6. Time-Related Errors

Aggregation Window Mismatch

-- WRONG: Mixing 24h and 48h windows
SELECT
    s.sofa_24hours,     -- 24-hour worst
    lab.creatinine_max  -- first_day_lab uses 24h
FROM mimiciv_derived.sofa s
INNER JOIN mimiciv_derived.first_day_lab lab
    ON s.stay_id = lab.stay_id
WHERE s.hr = 48;  -- SOFA at 48h, but lab is day 1!

Temporal Alignment

-- CORRECT: Align time windows
SELECT
    s.sofa_24hours,
    lab.creatinine_max
FROM mimiciv_derived.sofa s
INNER JOIN mimiciv_derived.first_day_lab lab
    ON s.stay_id = lab.stay_id
WHERE s.hr = 24;  -- Both at 24 hours

7. Handling Missing Data

Wrong Approaches

  • Complete case analysis (introduces bias)
  • Single imputation (underestimates variance)
  • Zero imputation for labs (not clinically meaningful)

Better Approaches

  • Multiple imputation
  • Maximum likelihood estimation
  • Sensitivity analyses
  • Pattern-mixture models
  • Report missingness rates

8. Outcome Definition

Ambiguous Mortality

-- Be specific about which mortality
SELECT
    hospital_expire_flag,  -- In-hospital only
    -- vs
    CASE WHEN dod IS NOT NULL
         AND dod <= DATETIME_ADD(dischtime, INTERVAL 30 DAY)
         THEN 1 ELSE 0 END AS mortality_30d
FROM mimiciv_hosp.admissions a
INNER JOIN mimiciv_hosp.patients p ON a.subject_id = p.subject_id;

Time Zero Definition

  • ICU admission?
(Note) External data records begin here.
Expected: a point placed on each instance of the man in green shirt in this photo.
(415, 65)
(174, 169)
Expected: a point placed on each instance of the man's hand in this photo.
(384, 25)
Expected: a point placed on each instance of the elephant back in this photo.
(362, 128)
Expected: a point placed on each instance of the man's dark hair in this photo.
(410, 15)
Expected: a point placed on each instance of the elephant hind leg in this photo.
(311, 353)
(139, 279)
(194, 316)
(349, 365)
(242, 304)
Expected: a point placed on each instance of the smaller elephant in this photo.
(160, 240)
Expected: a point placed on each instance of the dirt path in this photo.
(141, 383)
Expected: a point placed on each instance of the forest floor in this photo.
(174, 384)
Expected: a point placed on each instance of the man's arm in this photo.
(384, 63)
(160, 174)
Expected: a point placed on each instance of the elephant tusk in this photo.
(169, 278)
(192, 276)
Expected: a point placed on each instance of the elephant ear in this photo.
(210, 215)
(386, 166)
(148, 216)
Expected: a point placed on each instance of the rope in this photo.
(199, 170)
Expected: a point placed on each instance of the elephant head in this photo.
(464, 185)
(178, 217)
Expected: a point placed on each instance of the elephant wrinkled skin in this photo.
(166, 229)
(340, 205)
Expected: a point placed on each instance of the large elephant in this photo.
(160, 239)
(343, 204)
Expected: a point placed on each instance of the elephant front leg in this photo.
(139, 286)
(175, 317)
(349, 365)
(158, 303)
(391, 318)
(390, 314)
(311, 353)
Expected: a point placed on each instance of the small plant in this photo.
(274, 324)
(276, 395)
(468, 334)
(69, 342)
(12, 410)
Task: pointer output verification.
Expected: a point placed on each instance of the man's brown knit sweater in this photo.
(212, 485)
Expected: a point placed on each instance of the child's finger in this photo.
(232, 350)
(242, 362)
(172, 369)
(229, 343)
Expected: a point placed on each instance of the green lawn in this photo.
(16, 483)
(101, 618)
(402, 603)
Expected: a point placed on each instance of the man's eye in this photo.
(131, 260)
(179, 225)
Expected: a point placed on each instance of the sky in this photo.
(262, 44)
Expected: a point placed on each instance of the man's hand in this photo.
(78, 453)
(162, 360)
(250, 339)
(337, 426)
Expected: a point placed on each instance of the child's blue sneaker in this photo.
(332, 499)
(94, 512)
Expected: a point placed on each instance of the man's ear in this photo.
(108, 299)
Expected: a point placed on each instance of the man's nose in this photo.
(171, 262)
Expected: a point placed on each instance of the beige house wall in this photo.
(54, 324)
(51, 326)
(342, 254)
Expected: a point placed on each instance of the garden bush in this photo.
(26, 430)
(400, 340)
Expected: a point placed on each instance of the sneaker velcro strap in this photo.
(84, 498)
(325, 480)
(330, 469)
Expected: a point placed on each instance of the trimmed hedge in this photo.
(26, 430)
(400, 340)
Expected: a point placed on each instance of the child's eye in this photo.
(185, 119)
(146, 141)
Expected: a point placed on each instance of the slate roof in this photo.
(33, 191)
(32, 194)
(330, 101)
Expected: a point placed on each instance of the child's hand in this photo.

Hospital admission? First abnormal vital?
  • Be explicit and consistent

Checklist for Study Design

  • Time zero clearly defined
  • Exposure determined at fixed time point
  • No future information used as predictors
  • Selection criteria reported with flow diagram
  • Missing data handling specified
  • Confounders identified and addressed
  • Primary outcome pre-specified
  • Multiple comparison correction planned
  • Sensitivity analyses planned
  • External validation considered

References

  • Suissa S. "Immortal time bias in observational studies of drug effects." Pharmacoepidemiology and Drug Safety. 2007.
  • Hernán MA, Robins JM. "Causal Inference: What If." Chapman & Hall/CRC. 2020.
  • Johnson AEW et al. "Machine Learning and Decision Support in Critical Care." IEEE. 2016.